Mit jeder Welle zog sich das Wasser ein Stück vom Strand zurück, und im Spülsaum blieb rotbrauner Seetang liegen, Kelp, einst Nahrungsmittel für die Insulaner und Grundlage einer ganzen Industrie. Das Wasser zu beobachten war beruhigend. Ob Stewart auf die Insel gekommen war, um allem zu entfliehen? Sie ging langsam bis zu einem Felsen und strebte dann den Dünen zu. Nur vergaßen die meisten, dass man vor seinen Erinnerungen und vor sich selbst nicht davonlaufen konnte.

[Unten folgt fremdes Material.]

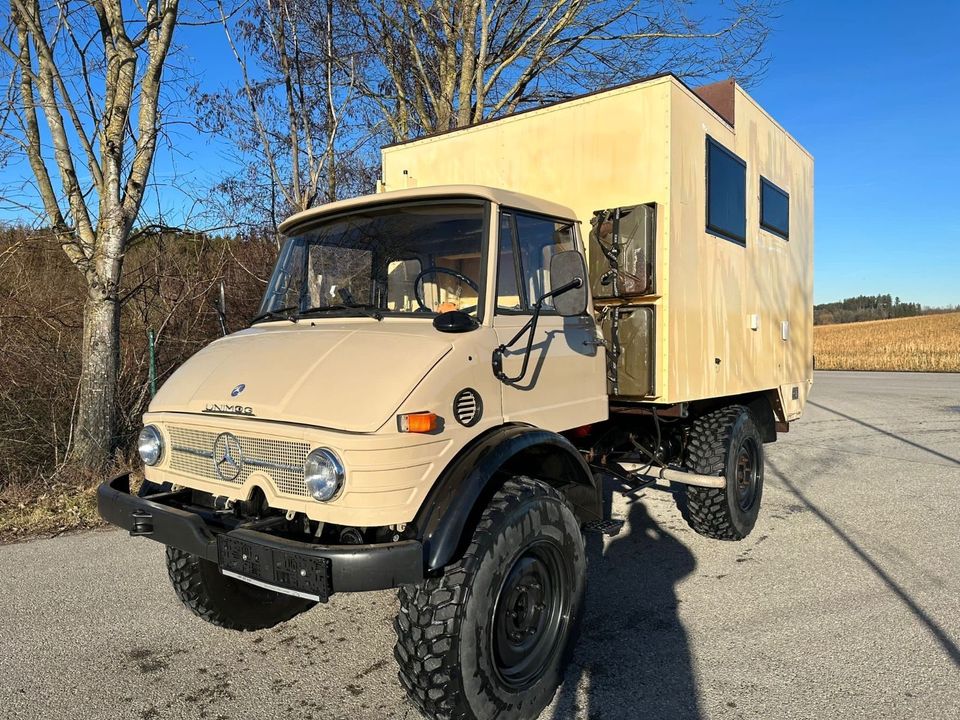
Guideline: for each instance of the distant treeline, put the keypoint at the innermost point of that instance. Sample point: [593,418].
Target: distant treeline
[871,307]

Energisch stapfte Kirsty durch den zunehmend trockener werdenden Sand, bis sie oben auf der Düne angekommen war. Dieser Strand war nur durch einen schmalen Fußweg zu erreichen. Parkplätze gab es weiter oben bei The Maze und unten am schneeweißen Strand von Balephuil. Kirsty blickte über die Dünenlandschaft weit ins Land. Die Gräser wogten im Wind, das satte Grün war durchsetzt mit gelben Farbtupfen, dem allgegenwärtigen Ferkelkraut. An dieser Stelle erstreckte sich die urwüchsige Dünenlandschaft über einen Kilometer bis hinunter zum Loch a’Phuill. In der sanft hügeligen Landschaft war nur das Dach eines Crofterhauses zu sehen. Das musste das Haus der MacMillans sein, wenn sie es richtig in Erinnerung hatte.